The Wall Street Journal | By: Paul J. Davies |May 25, 2017 9:14 a.m. ET:

Long battle over update to Basel capital rules is finishing closer to U.S. demands

If walking away from the table was a U.S. tactic in negotiations over global bank capital rules, it appears to have worked.

The result: European banks are going to face limits to the capital benefits they get from sophisticated risk models. That will ultimately mean higher capital requirements for some although they are unlikely to have to go straight out and raise extra equity because the new standards will be phased in slowly.

This was set out Thursday by William Coen, secretary-general of the Basel Committee. He said the group of regulators that sets minimum global banking standards was getting close to a final agreement.

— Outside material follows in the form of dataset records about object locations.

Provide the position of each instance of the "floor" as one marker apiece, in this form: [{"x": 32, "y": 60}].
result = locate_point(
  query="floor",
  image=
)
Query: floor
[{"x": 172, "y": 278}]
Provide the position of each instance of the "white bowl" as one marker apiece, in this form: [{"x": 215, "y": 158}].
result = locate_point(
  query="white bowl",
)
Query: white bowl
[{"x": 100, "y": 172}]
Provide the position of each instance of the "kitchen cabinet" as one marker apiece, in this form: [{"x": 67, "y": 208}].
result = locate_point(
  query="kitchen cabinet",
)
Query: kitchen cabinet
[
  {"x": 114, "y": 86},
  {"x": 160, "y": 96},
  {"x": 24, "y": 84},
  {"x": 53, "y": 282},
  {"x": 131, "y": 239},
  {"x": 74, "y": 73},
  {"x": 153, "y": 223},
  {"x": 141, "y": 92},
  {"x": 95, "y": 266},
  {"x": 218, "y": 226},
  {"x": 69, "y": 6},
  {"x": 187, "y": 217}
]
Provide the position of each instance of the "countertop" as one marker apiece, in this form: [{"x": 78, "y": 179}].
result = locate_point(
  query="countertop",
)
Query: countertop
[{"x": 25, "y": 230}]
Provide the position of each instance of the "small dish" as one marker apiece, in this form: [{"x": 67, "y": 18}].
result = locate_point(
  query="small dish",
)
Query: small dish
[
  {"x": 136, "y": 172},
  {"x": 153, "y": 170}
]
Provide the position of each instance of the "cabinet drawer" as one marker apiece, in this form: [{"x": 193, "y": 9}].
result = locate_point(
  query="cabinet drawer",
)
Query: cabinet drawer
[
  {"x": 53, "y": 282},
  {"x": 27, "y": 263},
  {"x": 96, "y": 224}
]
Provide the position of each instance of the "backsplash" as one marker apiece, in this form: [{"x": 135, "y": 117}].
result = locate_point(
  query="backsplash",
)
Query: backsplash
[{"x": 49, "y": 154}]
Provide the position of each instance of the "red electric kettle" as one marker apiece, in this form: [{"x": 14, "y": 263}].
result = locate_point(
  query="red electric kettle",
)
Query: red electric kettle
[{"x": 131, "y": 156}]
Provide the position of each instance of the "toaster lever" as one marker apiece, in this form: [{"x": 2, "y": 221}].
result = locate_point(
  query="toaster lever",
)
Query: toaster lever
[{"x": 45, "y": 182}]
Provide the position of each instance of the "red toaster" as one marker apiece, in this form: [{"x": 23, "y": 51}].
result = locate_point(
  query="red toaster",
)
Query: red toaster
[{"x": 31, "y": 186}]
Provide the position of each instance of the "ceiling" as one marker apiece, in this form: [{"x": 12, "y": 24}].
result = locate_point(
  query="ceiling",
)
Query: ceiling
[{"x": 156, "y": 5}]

The outcome looks to be significantly more restrictive than European banks and politicians wanted. The banks likely to see the biggest inflation in their balance sheet are those focused on high-quality mortgages, or large corporate loans. Banks such as Germany’s Deutsche Bank , Société Générale of France, Lloyds Banking Group in the U.K., or Sweden’s Nordea could be among the hardest hit.

Banks like these use sophisticated internal models to assess the risks of their assets by looking things like at the historic likelihood of default, the level of collateral attached and expected losses. This produces a measure of the size of their balance sheets known as risk-weighted assets, which is then used to set capital requirements.